Now, we all know how the Kenney Government feels about cryptocurrencies and cryptocurrency mining. Just last month, Jobs, Economy and Innovation Minister Doug Schweitzer was touting Alberta as an international destination for the cryptocurrency “industry,” prompting more than a few guffaws for that idea.
“This is an area of huge disruption and we want to make sure we’re there in that market,” Mr. Schweitzer told BNN Bloomberg News in early February, a story that was soon forgotten. “It doesn’t seem like any jurisdiction in Canada actually wants to own this opportunity. … It’s a big opportunity for us.”
Who knows if the Kenney Government knew anything about this particular cryptocurrency, tied to the wholesale price of a substance not known to be a mainstay of any economy, anywhere, Mr. Orr’s comment notwithstanding.
At his news conference yesterday, mostly ignored by media, Mr. Orr went on to say that “recognizing ammolite as Alberta’s official gemstone reflects the unique nature of the stone and of our province, and helps to fulfil recommendation 25 of the Fair Deal Panel.”
This statement is not really true.
First, ammolite is not actually unique to Alberta. It occurs all along the Eastern Slopes of Rocky Mountains where the fossilized shells of ammonites, prehistoric marine animals, are found. Alberta’s deposits are said to be more colourful, though.
The Eastern Slopes, perhaps by coincidence, is an area where the United Conservative Party Government would love to see mining for another remnant of prehistoric times, to wit, coal.
Second, Recommendation 25 of the so-called Fair Deal Panel report, or indeed any other part of the report, says not a word about ammolite. What Recommendation 25 did say was that the government of Alberta should immediately: “Explore ways and means to affirm Alberta’s cultural, economic and political uniqueness in law and government policy.”
How declaring a relatively obscure material only given gemstone status by the World Jewellery Confederation in 1981 will help affirm Alberta’s cultural, economic and political uniqueness in law and policy is a mystery.
The Wikipedia says ammolite is also known as Korite, a trade name given to it by Calgary-based Korite International Inc., which in 2017 was reported by the National Post to be “working to raise the profile of their multi-coloured gem here at home.”
“The company has signed a three-year deal to sponsor the Calgary Stampede Royalty,” the Post enthused.
Mr.
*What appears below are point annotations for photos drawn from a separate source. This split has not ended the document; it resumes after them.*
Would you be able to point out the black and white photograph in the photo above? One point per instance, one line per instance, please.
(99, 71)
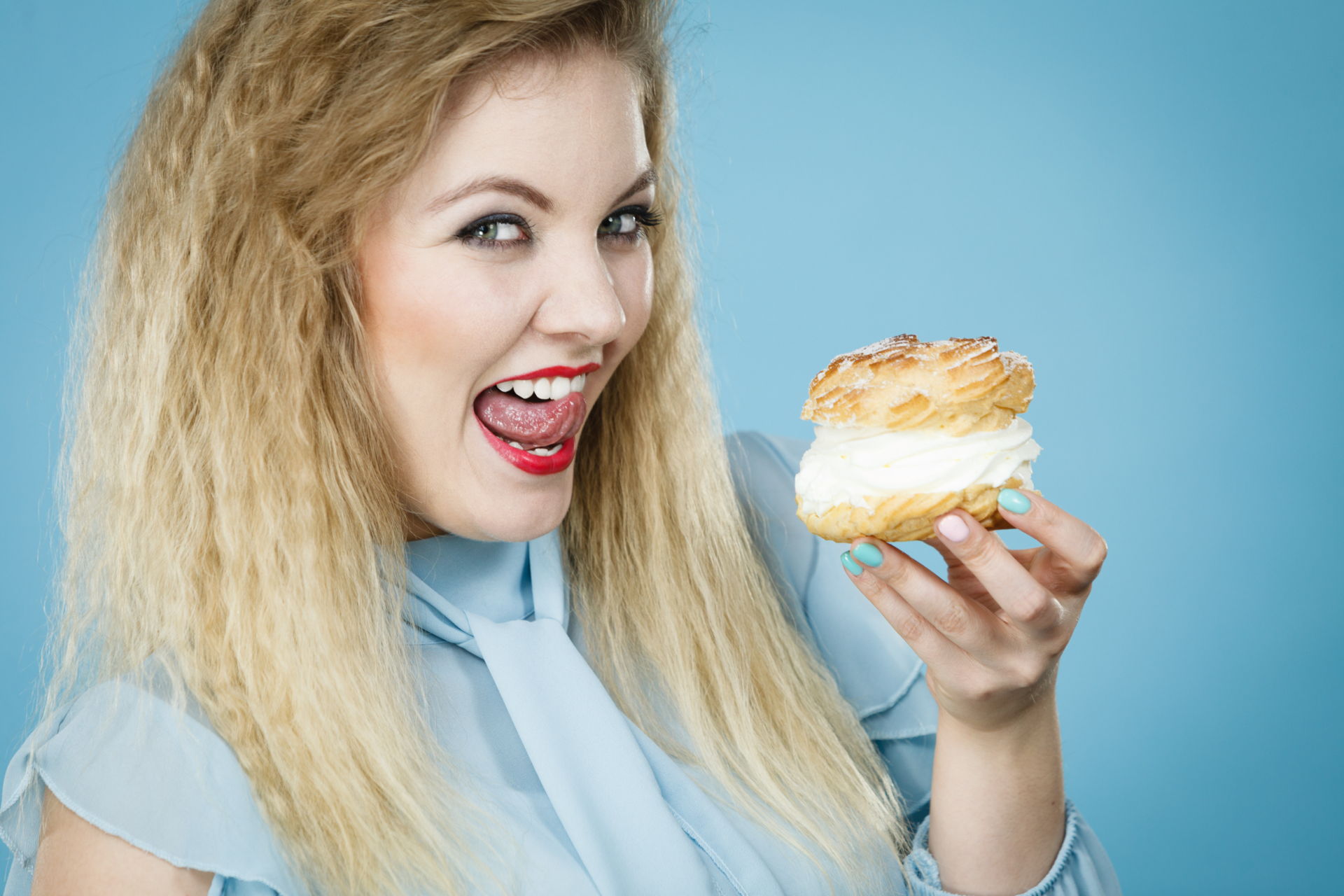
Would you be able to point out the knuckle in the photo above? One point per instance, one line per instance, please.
(952, 620)
(1096, 554)
(977, 550)
(1041, 609)
(909, 626)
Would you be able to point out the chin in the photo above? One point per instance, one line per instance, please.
(518, 520)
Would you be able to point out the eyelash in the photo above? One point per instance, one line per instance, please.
(644, 216)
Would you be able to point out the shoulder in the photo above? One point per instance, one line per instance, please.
(875, 669)
(134, 766)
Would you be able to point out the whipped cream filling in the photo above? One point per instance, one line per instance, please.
(853, 464)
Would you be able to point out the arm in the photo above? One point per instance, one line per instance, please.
(997, 809)
(77, 858)
(991, 637)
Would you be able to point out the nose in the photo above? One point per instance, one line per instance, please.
(582, 298)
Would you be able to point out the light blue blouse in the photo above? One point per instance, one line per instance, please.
(594, 805)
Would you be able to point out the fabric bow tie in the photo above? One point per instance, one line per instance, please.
(592, 761)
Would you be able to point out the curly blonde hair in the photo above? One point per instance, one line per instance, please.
(226, 481)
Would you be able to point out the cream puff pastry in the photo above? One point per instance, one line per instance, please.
(909, 430)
Orr didn’t mention anything about that past effort by the company to raise the profile of its product when he described the reasons the decision was made to make ammolite an official provincial emblem in response to the only reporter to ask a question at his news conference yesterday.
Other reports in the company’s heyday indicated it controlled about 90 per cent of the world’s supply of ammolite at a couple of mines near Lethbridge, although there are other deposits in Alberta and in the United States.
According to his Linkedin page, Mr. Maull of GEMXX was president of Korite International from August 2015 to July 2018.
Korite International filed for bankruptcy protection under the federal Companies’ Creditors Arrangement Act in June 2020. The company had reported losses of $2.4 million in anticipated sales after trade shows in Hong Kong were cancelled because of riots in the Chinese territory and another $6.1 million as a result of the COVID-19 pandemic.
On Dec. 18, 2020, Korite International emerged from CCAA protection under new ownership.
Ammolite joins the wild rose, lodgepole pine, rough fescue grass, petrified wood, Rocky Mountain bighorn sheep, bull trout, and great horned owl as an official emblem of Alberta, so there’s bound to be a right-wing splinter party named after it soon.